Transport: I've described the chivas which I take up into the mountains (the trucks with tarps covering the benches in back). If it weren't for these, I would have to do much more walking than I do currently (which is already a significant amount). But they do come with their risks. About half way up to my site, the road changes from bad gravel and some paved road, to legitimate 4x4 terrain. Most of it is still quite passable when it is dry but because the soil is really just clay, when it rains it is nearly unmanageable. Case in point, my last ride up to site last Wednesday started at 6:30 at night (it gets dark at 7) in a heavy rainstorm. There were only 4 people riding in the chiva that night (they can legally carry 15 and I've seen as many as 22) but at two separate locations we were forced to get out so that the driver could navigate up the more dangerous hills. With passengers riding inside, the driver was still too scared to slow down for fear of getting hopelessly stuck, so I was thrown on more than one occasion into the lap of the man sitting across from me. We did finally arrive in Pena Blanca at sometime around 9:30, an hour after we should have arrived, slightly shaken and glad to be safely home.
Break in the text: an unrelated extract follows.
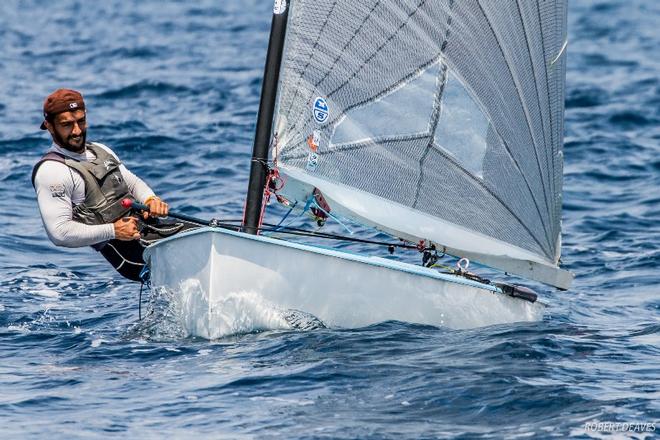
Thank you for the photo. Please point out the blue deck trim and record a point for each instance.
(372, 260)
This hurts more than the smile suggests.
Building a house: So as you know I've been wading through the process of building my own house. Given the slow pace of life (and, frankly, the laziness of some of the people involved) the process is long and frustrating, but also kinda dangerous. The first step is cutting down a tree to begin to make your own lumber. In my case we cut down maybe the biggest tree anybody could find (and it has provided nearly ALL of the wood for my house), but this presented the problem of being very difficult to fell. We spent a half an hour, most of the trunk having been notched, trying to figure out which way it would fall and the chainsaw man not wanting to cut any more for fear of killing himself. Once it was felled, though, the challenge (which we are still grappling with 2 weeks later) is getting all of this wood down from the mountains (a 2 hour hike). This is maybe the single hardest thing I've done here, and also the most humbling. Most Ngobe men will carry at least two 10 foot lengths of floorboard, which must weigh more than 300 lbs having just been cut and still very wet, down very slippery and very steep mountainsides. I can't do that. First, I'm not nearly as strong as these men. But aside from that, I have no idea what I'm doing. I was wearing my nice hiking boots that I brought from the united states....which are completely useless in the clay....and the result was both Chet and the wood he was carrying tumbling down the mountain no less than 3 times. Once I figured out that the 7 dollar rubber boots that everyone wears are much better in the clay than my USA boots, I still couldn't figure out the correct way to carry the wood (having brought a t shirt for cushioning which resulted in two completely numb arms and the inability to lift anything for a few days). The correct solution is to bring a large blanket or a pillow. Luckily I've figured it out by the 3rd go-round, but it still hurts carrying this stuff.

These are probably the greatest dangers to my well-being currently. If I encounter more, you guys will be the first to know.